Mythmaking and missional leadership

/ 20 October 2008

Here’s a really interesting reflection on our desire for myths that lead towards hope and empowerment. The author is pointing toward many of the themes that religious faith offers — without once noting such resonance — but also stressing the place of agency, and the “unreality” people feel with regards to collective agency. Yet that’s precisely what the communality of religious community (at least within Trinitarian versions of Christianity) affirms.

More's the point, in the real world a single hero, however brave and resourceful, usually can't tackle those forces and win. A true crime story usually has no primary 'hero.' Anything more serious than a petty crime will likely be investigated by a team of detectives, uniformed officers, and forensics technicians, and later (or even at the time) a team of prosecutors. And when it comes to a truly big crime - Watergate, Enron, Abu Ghraib - the cast swells to hundreds if not thousands.

But teams make poor mythic heroes. We usually imagine ourselves facing the world alone, and we want myths where a single hero can overcome. We want a lone hero like John McClane or Jack Ryan, or at most two buddies or a romantic pair. This was a major risk Jackson faced with Lord of the Rings. Tolkein's myth featured several heroes acting together.

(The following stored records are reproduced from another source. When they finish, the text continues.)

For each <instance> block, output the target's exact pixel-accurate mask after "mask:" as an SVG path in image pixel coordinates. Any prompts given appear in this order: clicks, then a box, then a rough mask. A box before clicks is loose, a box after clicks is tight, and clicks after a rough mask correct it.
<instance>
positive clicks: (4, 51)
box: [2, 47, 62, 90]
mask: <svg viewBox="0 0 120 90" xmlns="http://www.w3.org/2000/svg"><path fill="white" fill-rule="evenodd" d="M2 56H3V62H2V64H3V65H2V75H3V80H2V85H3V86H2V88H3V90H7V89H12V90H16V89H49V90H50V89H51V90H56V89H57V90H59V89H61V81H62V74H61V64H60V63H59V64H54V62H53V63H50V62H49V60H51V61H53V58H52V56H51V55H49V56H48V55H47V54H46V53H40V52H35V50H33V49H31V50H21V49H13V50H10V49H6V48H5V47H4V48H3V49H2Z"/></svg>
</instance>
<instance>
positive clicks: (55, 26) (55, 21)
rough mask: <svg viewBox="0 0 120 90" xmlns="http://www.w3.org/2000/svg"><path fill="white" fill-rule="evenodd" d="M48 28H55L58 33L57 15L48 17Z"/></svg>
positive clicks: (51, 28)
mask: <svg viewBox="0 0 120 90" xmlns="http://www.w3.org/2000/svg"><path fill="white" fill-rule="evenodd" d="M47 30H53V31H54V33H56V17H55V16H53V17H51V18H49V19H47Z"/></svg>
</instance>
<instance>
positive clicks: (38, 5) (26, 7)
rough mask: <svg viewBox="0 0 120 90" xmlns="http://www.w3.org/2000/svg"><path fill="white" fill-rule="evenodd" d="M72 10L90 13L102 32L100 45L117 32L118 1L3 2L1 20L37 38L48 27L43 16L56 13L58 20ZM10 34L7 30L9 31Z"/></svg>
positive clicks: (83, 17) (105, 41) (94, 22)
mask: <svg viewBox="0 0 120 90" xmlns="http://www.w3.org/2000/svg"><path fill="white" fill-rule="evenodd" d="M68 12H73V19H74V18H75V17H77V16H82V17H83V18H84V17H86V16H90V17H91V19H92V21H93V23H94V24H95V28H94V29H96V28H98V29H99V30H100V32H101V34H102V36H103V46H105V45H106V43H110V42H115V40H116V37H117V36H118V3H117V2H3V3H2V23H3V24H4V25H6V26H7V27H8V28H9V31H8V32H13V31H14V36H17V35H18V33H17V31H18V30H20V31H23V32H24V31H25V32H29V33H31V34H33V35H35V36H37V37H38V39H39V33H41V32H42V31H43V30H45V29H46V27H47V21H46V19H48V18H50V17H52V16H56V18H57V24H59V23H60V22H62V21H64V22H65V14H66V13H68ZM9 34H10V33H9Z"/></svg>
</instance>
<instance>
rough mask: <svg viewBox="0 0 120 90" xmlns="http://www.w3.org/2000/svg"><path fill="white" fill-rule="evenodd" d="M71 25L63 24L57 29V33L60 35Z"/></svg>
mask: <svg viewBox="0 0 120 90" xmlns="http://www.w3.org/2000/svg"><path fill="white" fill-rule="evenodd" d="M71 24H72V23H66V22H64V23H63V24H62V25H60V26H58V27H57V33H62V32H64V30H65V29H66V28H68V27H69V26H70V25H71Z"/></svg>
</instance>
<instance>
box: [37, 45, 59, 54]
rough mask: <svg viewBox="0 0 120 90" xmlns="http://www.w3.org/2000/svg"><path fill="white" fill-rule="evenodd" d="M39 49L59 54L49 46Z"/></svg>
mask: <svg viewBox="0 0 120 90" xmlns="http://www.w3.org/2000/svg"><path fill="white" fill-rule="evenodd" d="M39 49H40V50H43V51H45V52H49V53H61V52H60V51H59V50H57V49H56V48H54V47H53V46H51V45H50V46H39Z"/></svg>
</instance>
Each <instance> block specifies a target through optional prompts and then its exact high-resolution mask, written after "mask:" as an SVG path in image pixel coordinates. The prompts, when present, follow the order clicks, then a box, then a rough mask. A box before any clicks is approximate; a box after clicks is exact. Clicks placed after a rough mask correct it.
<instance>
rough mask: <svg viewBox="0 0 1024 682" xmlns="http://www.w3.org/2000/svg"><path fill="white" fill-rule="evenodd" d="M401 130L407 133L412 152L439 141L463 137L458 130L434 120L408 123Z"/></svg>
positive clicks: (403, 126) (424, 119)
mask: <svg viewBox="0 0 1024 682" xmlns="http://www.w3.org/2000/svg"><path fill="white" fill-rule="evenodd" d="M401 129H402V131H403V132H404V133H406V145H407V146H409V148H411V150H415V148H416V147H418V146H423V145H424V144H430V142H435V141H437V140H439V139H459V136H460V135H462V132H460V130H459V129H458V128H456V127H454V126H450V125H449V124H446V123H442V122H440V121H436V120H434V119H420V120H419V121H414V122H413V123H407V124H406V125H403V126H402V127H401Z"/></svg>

Jackson intentionally made the first film "Frodo-centric," in his own words - dropping entire passages from the book where Frodo was not the lead - so the audience could identify with a single hero. Only in the second and third films did Jackson allow Tolkein's other characters to perform truly heroic actions independent of Frodo.

So how do we begin to reimagine, relive, renew the experience of communal, collective, participatory, shared agency? THAT'S the issue I believe missional leadership needs to lead towards!